An underactive thyroid, for instance, is one of the most common glandular disorders worldwide. A 2021 global analysis found that endocrine and metabolic disorders affected nearly 476 million people globally, with diabetes, obesity, and thyroid conditions leading the count. The incidence that year alone was roughly 79.5 million new cases. These numbers reflect how central glands are to overall health: when one gland drifts out of balance, the effects ripple through multiple body systems.

Thyroid function is typically checked with a blood test that measures how much thyroid-stimulating hormone (TSH) your pituitary gland is sending out. If the pituitary is calling loudly for more thyroid hormone, your TSH will be high, signaling an underactive thyroid. If it barely needs to ask, your TSH will be low, suggesting an overactive one. Research from the American Thyroid Association suggests that the healthiest outcomes are associated with TSH levels in the middle-to-upper portion of the normal range, paired with free T4 levels in the lower-to-middle range.

Common Exocrine Gland Issues

Exocrine glands cause their own set of familiar problems. Blocked or overactive sebaceous glands contribute to acne. Dry eye occurs when your tear glands don’t produce enough fluid. Salivary gland stones can block a duct and cause painful swelling in your jaw. Cystic fibrosis, a genetic condition, causes exocrine glands throughout the body to produce abnormally thick, sticky secretions that clog the lungs and digestive tract.

Sweat gland disorders range from excessive sweating (hyperhidrosis) to virtually no sweating at all, which can be dangerous because it removes your body’s primary cooling mechanism. The pancreas’s exocrine side can also fail, leading to poor fat digestion and nutrient absorption when it stops producing enough digestive enzymes.

How Glands Communicate With Each Other

Your endocrine glands don’t work in isolation. They form an interconnected signaling network where one gland’s output influences another. The hypothalamus, a region at the base of your brain, acts as the bridge between your nervous system and your endocrine system. It sends signals to the pituitary gland, which in turn sends hormones to the thyroid, adrenals, and reproductive organs. Those glands then report back: when hormone levels rise high enough, the pituitary receives the signal and dials down its stimulation. This feedback loop keeps hormone levels within a tight range.

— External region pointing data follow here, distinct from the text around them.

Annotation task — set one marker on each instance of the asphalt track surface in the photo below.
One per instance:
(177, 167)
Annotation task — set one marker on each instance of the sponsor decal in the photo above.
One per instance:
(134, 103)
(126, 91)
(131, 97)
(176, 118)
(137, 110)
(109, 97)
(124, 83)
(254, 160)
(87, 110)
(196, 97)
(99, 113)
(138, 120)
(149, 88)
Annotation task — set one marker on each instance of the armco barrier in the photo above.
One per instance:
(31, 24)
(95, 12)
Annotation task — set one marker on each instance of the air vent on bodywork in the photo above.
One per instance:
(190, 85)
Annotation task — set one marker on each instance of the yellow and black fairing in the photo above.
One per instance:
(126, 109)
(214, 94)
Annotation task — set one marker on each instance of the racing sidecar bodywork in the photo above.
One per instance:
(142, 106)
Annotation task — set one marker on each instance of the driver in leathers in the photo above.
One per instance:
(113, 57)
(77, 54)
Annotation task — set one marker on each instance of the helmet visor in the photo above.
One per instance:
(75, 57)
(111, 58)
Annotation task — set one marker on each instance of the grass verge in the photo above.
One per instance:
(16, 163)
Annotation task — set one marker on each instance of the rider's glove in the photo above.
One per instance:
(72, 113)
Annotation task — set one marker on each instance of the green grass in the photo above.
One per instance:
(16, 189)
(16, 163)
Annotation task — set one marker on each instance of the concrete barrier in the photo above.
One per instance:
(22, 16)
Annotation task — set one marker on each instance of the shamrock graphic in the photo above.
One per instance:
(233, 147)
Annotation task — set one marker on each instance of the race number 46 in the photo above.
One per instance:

This layered communication system is why a single gland problem can produce symptoms that seem unrelated. A pituitary tumor, for example, can disrupt thyroid function, adrenal output, and reproductive hormones all at once, because it sits at the top of the command chain. Understanding that glands operate as a network, not as isolated organs, helps explain why doctors sometimes need to test several hormone levels to pinpoint the source of a problem.